From search bars to chatbots: why AI literacy is the skill you shouldn’t skip
22 May 2026
Article Written By
Dr Ioana Mitea - Business Lecturer at Middlesex UniversityThere has never been a more exciting, or more confusing time to be a (Business) student. Artificial intelligence tools are everywhere: summarising lecture notes, drafting emails, explaining concepts and theories, and answering questions that once would have taken hours to answer. As someone who studied Business myself, then spent years as a Business librarian and subject specialist before moving into a lecturing role, I've watched this shift from both sides of the desk. And I will be honest with you: AI can be genuinely powerful. But only if you know how to use it.
The skills that made a great researcher ten years ago (critical thinking, source evaluation, understanding where information comes from and who produced it) matter even more now. We call this information literacy, which now includes AI literacy, and it’s fast becoming one of the most sought-after graduate competencies in the business world.

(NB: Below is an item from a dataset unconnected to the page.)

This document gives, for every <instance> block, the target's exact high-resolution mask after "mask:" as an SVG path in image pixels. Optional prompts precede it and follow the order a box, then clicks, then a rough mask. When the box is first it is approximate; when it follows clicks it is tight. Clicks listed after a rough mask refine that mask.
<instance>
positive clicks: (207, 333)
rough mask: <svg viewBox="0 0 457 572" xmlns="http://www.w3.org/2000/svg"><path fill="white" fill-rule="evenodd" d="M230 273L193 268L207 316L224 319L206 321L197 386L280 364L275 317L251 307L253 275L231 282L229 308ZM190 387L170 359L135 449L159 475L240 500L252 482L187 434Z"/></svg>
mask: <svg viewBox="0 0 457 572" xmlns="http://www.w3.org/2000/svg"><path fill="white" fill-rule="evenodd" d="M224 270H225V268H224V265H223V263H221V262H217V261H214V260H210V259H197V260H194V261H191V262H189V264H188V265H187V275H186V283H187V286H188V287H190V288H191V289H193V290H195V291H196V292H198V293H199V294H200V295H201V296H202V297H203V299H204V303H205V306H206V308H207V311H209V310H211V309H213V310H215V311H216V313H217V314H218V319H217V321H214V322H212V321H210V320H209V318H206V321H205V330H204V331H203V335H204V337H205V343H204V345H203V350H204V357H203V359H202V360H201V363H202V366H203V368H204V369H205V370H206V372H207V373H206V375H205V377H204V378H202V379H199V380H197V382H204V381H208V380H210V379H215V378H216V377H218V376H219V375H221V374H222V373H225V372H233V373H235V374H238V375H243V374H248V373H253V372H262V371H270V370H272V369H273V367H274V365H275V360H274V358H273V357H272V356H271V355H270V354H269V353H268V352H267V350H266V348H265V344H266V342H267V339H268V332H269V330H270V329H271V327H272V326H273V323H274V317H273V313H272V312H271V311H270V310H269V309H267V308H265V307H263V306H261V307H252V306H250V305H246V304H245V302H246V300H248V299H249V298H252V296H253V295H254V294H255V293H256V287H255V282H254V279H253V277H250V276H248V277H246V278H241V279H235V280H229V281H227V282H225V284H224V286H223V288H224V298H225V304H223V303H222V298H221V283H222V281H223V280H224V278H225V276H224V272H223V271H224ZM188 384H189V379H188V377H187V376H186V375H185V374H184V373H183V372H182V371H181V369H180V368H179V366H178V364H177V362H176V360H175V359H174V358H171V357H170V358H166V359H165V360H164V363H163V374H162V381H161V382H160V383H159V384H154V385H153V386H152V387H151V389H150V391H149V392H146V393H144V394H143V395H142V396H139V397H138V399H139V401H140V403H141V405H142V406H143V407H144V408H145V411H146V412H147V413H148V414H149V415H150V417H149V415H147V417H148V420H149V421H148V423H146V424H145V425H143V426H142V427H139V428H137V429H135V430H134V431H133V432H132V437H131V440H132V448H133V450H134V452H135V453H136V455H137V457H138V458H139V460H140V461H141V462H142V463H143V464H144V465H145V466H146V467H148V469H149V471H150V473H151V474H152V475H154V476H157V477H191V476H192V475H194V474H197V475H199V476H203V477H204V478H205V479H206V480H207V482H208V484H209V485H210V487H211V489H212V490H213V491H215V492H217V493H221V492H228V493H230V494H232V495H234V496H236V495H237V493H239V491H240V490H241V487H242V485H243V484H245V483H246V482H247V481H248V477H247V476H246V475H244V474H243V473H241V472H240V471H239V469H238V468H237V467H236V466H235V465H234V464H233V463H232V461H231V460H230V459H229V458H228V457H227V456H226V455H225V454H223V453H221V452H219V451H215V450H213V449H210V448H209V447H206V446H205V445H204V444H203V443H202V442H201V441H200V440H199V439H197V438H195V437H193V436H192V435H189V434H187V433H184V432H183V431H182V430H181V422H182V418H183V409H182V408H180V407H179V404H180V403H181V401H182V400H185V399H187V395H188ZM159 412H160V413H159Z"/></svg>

Why "just googling it" (or asking ChatGPT) isn't enough
General-purpose AI tools are impressive. They are also, at times, confidently wrong. They can fabricate statistics, misattribute research, and present outdated data as current fact, without any obvious signal that something has gone awry. In an academic essay or a professional report, a single invented figure or hallucinated citation can seriously undermine your credibility.
This isn't an argument against AI. It's an argument for understanding what AI is actually doing when it responds to you. These tools are generating statistically plausible text: they are not accessing verified, current business information and data. That's a crucial distinction and recognising it, is the foundation of AI literacy.
AI is built into the resources you already have
Here's something many students don't realise: the databases and platforms available to a Middlesex University student already embed AI functionality, but in a responsible, source-grounded way. These tools surface information that is verifiable, current, and academically credible.
Kortext, your digital textbook platform, uses AI Study+ to help you navigate through academic content. The Primo Research Assistant in Library Search helps you discover peer-reviewed journals and e-books. Business Source Complete offers AI Insights: summaries of thousands of full-text business journals and reports. For industry and consumer behaviour intelligence, Mintel’s Leap and IBISWorld’s AI Overview provide AI-powered search capabilities to navigate through thousands of market reports grounded in real primary research, exactly the kind of sources that distinguish a strong business report from a generic one. Capital IQ Pro uses AI to help you access financial data and company intelligence trusted by investment banks and consultancies globally. And the Financial Times’ Ask FT tool helps you discover authoritative, real-time business journalism. Even reputable consultancy firms, such as McKinsey or Accenture, use AI to make their research-backed reports and thought leadership more easily discoverable.
Using AI responsibly
Academic integrity matters. Submitting AI-generated work as your own, without disclosure or critical engagement, is not just an ethical issue; it robs you of the learning your assignments were designed to provide. More practically, it leaves you unable to defend your own work in a seminar, an interview, or a client meeting.
Instead, think of AI as the starting point, not the finishing line. Use it to brainstorm, to get clarifications on an unfamiliar topic, or to help structure your thinking, then verify, interrogate, and build on what you find using the trusted resources available to you. And always acknowledge the use of AI in accordance with the requirements specific to each module.
Ask for help: that's what we're here for
One of the things I valued most as a librarian was helping students unlock resources they didn't know existed. That role hasn't disappeared; it's evolved. Your lecturers, tutors, and librarians are all here to support you in developing these skills. Whether you want guidance on finding reliable information or data, evaluating a source, or navigating the ethical dimensions of AI use in your assignments, please reach out.
The business professionals of tomorrow will not be those who use AI the most, but those who use it most wisely.
About the author
Dr Ioana Mitea is a Business Lecturer at Middlesex University, formerly a Business Librarian and Subject Specialist.